The report found a significant misalignment between how executive management views an organization’s capability to manage risks and what is communicated to boards. Many board members believe risks are better managed than they really are and some misalignment is to be expected, according to a survey by the IIA of board members, management and internal auditors.
Several industries in particular are lagging in adopting a systematic approach to risk management, including health care, retail and wholesale, along with the public and municipal sector. Among the 11 key risks discussed in the report, cybersecurity, data management and new technology are especially susceptible to critical knowledge deficits.
“We took those 11 risks and we asked boards, management and internal auditors about how capable the organization is in addressing those risks,” said IIA president and CEO Richard Chambers. “The board had a more favorable view of how the company was going to be able to address every single one of those risks. The people who are there every day — management with their sleeves rolled up tackling these risks — had a less optimistic view of how prepared the company was to deal with them than the board. The boards have an absolute and consistent level of overconfidence in the way risks can be managed.”
The biggest disparity is in the perception of how much information the board believes it is getting from management. “The one that’s rated the highest of all of them is board information,” said Chambers. “They absolutely think they don’t have much risk around board information relative to other risks, and yet boards aren’t getting good information. They’re not getting the kind of information that guides management in addressing the risks to the organization. That inevitably leads to surprises. The board is surprised when some big debacle occurs, and they’re all looking around asking, ‘What happened? We thought we had a better handle on this.’”
Climate change is an area that many board members and management executives are overlooking as they focus on short-term financial results.”I would say that a lot of those risks — like sustainability risk and environmental, social and governance risk — are still not front and center on the radar because a lot of companies are taking a very short-term view of performance,” said Chambers. “If you think about how management’s performance is often assessed, and how they are rewarded, it’s often for short-term performance. There are exceptions, but it isn’t typically about whether the company is going to be positioned for success in 10 years, when management and the board are often gone onto their next big adventure. That’s one of the big challenges that I think Corporate America faces, that there isn’t a very long-term view of success in performance. But I would also hasten to add that isn’t entirely the fault of management and the boards because they’re responding to shareholder expectations, and we live in times of instant gratification. I think in many instances shareholders become impatient if they don’t see strong growth right now, so the boards and management are trying to be responsive to that. It does present risk, and the risks aren’t being fully recognized. Those ESG risks — the sustainability ones — are low on the spectrum.”
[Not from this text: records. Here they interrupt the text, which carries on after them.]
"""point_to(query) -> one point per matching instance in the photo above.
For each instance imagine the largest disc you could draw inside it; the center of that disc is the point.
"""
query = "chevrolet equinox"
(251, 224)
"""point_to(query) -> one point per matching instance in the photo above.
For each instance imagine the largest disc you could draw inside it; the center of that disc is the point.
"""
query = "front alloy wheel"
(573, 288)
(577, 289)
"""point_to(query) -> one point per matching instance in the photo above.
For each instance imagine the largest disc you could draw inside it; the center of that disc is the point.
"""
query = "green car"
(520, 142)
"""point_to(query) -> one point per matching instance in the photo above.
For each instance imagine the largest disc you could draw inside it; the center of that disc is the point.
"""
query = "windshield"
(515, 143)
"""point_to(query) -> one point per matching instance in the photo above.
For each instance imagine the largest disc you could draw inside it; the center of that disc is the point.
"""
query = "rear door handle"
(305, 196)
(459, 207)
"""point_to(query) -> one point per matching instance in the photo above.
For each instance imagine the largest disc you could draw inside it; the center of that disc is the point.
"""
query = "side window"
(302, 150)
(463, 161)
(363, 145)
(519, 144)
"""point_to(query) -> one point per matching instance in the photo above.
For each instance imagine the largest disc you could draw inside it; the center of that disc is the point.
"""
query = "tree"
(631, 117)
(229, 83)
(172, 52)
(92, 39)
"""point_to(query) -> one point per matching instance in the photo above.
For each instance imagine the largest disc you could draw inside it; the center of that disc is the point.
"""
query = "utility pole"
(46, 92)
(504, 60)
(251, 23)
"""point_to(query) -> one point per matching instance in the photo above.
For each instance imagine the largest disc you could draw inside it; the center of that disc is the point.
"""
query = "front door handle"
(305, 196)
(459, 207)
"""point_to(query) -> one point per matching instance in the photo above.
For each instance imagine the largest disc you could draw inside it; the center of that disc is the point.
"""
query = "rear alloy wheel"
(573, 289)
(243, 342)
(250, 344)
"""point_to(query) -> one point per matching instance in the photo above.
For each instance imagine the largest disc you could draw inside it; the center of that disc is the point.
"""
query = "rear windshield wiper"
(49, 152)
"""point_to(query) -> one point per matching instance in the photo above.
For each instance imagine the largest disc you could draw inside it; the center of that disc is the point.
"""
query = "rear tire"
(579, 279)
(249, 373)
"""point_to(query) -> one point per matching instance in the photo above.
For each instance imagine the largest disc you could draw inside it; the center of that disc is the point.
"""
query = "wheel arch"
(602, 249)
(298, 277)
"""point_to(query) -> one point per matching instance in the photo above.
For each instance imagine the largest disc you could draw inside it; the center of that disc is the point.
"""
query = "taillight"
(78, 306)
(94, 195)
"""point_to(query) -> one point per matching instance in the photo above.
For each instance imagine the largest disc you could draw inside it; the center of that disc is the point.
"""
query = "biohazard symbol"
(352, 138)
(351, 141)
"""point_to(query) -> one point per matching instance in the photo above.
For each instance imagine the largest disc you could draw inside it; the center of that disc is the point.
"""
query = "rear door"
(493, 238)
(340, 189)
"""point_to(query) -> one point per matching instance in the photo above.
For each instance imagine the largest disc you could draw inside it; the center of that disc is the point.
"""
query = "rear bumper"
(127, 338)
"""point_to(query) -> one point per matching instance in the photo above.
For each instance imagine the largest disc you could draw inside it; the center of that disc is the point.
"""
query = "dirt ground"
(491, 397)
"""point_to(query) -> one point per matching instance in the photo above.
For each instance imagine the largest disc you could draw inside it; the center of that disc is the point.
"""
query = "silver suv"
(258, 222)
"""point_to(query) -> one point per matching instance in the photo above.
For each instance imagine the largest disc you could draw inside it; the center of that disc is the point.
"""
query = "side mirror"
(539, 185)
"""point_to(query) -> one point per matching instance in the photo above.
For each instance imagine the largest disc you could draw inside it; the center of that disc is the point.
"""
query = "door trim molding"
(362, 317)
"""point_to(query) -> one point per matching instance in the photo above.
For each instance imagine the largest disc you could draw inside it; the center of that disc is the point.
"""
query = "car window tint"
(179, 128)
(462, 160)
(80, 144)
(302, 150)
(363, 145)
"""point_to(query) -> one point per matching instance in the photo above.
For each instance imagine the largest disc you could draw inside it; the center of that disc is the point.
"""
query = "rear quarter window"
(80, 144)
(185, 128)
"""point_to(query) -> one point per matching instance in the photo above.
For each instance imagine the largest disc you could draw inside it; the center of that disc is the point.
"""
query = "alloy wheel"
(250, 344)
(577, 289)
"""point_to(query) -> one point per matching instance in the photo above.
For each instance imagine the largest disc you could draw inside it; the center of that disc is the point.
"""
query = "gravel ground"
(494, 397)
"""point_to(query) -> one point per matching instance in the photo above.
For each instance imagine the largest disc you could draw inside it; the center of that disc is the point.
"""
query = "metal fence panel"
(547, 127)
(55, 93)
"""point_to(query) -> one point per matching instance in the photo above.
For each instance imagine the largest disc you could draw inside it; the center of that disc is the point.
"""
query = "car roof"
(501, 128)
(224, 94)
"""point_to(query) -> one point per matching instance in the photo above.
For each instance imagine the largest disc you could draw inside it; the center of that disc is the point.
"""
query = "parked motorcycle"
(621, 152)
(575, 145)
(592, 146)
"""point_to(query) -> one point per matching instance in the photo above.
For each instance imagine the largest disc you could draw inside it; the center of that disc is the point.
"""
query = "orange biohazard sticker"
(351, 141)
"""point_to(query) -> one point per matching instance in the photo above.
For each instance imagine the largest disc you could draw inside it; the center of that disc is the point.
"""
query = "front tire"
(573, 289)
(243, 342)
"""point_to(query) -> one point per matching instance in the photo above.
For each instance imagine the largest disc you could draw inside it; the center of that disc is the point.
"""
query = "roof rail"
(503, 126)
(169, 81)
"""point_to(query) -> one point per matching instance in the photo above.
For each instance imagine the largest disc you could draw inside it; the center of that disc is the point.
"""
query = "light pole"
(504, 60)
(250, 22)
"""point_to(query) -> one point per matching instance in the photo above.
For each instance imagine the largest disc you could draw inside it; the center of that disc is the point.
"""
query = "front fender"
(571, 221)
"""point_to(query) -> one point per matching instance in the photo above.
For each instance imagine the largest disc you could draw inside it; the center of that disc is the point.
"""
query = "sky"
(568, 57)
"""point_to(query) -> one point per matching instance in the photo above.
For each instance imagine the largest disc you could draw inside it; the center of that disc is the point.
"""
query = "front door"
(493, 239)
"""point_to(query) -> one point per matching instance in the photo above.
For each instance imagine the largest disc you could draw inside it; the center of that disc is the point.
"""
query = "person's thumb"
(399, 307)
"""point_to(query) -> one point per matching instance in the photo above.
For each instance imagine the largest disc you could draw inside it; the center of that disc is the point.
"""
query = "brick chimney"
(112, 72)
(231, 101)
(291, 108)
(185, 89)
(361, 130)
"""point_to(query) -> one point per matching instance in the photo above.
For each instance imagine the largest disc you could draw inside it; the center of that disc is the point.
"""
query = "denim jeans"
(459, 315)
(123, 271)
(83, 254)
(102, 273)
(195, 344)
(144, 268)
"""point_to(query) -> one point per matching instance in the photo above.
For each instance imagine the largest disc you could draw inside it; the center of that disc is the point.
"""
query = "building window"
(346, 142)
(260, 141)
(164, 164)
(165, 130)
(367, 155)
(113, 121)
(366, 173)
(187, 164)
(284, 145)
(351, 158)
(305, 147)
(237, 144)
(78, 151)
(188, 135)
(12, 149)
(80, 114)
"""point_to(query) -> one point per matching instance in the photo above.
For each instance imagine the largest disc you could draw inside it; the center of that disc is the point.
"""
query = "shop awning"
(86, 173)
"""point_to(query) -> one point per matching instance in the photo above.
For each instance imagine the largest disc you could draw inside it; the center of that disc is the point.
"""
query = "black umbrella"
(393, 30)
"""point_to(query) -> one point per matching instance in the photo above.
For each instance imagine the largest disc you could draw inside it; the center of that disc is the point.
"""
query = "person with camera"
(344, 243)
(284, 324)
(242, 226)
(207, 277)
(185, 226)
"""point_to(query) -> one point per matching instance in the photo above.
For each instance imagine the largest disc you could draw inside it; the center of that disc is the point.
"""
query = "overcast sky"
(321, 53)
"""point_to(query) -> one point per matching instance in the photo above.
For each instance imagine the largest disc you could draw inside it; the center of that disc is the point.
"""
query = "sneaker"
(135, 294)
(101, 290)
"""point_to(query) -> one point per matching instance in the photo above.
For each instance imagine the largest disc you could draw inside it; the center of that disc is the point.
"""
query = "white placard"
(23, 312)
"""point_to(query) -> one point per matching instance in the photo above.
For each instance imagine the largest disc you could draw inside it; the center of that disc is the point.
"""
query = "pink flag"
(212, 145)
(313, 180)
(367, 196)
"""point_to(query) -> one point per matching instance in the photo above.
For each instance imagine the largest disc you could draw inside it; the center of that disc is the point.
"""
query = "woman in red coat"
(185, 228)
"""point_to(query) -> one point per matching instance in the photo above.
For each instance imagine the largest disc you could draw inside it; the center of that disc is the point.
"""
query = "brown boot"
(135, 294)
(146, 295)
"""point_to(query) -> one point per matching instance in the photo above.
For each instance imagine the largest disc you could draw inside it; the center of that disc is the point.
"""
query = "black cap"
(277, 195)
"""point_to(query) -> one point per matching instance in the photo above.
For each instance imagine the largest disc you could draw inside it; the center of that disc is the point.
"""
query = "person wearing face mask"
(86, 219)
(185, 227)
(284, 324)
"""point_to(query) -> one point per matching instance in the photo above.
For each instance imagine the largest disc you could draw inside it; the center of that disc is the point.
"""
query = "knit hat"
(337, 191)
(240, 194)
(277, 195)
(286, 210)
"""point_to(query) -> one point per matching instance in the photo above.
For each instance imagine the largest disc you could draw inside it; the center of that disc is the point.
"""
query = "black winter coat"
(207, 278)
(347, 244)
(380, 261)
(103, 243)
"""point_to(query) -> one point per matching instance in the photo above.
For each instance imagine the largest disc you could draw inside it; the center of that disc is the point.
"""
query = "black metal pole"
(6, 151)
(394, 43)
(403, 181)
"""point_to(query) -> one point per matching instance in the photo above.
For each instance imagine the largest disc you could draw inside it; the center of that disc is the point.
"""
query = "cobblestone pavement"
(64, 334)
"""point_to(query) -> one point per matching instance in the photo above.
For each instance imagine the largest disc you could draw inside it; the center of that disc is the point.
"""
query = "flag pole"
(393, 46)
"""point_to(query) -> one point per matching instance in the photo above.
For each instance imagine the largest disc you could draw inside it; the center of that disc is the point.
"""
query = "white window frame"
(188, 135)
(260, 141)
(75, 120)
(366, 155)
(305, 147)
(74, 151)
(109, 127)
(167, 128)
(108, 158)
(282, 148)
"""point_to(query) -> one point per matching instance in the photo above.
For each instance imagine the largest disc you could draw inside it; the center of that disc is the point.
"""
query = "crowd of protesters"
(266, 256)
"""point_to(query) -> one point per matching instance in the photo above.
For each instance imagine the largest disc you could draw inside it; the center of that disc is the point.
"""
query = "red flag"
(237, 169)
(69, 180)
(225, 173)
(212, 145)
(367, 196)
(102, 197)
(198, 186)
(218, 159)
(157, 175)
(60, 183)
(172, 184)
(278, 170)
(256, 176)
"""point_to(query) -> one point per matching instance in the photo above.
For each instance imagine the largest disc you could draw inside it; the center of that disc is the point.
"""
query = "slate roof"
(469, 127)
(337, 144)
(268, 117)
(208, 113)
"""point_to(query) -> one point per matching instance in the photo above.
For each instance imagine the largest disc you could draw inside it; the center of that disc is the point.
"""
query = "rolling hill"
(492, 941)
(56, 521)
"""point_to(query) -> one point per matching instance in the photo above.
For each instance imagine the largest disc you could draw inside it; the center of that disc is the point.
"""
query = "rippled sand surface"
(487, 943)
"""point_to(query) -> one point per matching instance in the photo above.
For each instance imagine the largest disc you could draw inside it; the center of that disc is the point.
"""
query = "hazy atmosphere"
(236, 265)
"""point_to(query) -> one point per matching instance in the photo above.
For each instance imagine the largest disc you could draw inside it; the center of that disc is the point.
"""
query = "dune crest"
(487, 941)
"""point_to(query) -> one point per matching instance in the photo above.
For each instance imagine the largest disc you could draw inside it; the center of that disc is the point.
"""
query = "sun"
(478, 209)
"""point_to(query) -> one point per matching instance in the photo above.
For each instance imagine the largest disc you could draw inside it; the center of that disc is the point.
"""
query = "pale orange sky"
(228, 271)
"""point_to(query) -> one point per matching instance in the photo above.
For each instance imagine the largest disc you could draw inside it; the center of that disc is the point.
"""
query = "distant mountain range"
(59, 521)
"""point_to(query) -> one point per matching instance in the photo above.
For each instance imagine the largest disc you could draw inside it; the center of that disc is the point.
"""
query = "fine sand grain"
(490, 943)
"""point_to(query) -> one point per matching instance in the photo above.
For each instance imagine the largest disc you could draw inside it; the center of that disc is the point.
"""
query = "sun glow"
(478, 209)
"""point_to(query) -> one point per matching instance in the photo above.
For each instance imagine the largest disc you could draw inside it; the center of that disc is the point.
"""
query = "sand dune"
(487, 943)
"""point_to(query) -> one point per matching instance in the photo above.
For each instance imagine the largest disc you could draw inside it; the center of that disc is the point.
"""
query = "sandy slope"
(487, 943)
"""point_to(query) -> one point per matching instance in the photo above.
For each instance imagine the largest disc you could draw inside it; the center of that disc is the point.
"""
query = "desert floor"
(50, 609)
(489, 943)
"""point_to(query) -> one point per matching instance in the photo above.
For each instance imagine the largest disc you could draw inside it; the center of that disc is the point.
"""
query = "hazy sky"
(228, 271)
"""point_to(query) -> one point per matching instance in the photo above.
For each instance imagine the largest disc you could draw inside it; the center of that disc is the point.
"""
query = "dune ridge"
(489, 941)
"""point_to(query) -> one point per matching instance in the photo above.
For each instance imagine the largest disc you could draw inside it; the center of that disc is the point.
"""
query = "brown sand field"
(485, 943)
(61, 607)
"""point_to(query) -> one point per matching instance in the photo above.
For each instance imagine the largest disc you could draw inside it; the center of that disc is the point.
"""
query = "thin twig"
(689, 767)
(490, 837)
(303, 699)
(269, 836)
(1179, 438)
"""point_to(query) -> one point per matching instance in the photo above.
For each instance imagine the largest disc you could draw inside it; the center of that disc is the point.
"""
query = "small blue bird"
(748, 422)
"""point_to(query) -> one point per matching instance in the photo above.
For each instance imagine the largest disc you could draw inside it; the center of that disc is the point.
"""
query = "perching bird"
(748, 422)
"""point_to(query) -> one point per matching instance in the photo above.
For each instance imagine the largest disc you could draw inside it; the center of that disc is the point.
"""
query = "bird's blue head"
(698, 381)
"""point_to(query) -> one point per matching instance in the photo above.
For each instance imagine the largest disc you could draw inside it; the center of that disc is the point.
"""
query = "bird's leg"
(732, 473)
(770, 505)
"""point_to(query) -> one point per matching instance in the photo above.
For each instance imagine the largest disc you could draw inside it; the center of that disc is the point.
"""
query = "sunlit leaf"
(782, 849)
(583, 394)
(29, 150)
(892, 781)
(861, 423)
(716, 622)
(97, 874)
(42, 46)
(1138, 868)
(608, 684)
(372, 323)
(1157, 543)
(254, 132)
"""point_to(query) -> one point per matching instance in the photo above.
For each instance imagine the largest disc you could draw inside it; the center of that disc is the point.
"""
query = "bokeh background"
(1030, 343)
Internal auditors need to call attention to these neglected risks. “I think that the internal auditors are in a unique position to bridge some of the gap that this report indicates,” said Chambers. “It is internal audit’s responsibility to speak up, to make sure that if there are gaps based on either intentional or unintentional information flow within the organization, the head of internal audit has a responsibility to make sure that the board is aware of their perspectives. The internal auditor too often will not speak up and contradict management, and that’s got to change. The internal auditors have got to be willing to say to the board that management’s assessment is here and ours is here, and let the board make its own judgment. But if all the board hears is the same story, that this is a risk and we’ve got it under control, then I would tell you that they’re going to be surprised.”
The report also highlights some of the emerging risks that internal auditors anticipate will become more relevant in the next decade. Data management and collection, new technology, data ethics and sustainability risks are expected to grow in relevance in the next five years. “Those are likely to be front and center for the profession and Corporate America in the next decade,” said Chambers. “We’re starting to talk and think a lot about what the 2020s may mean for internal audit.”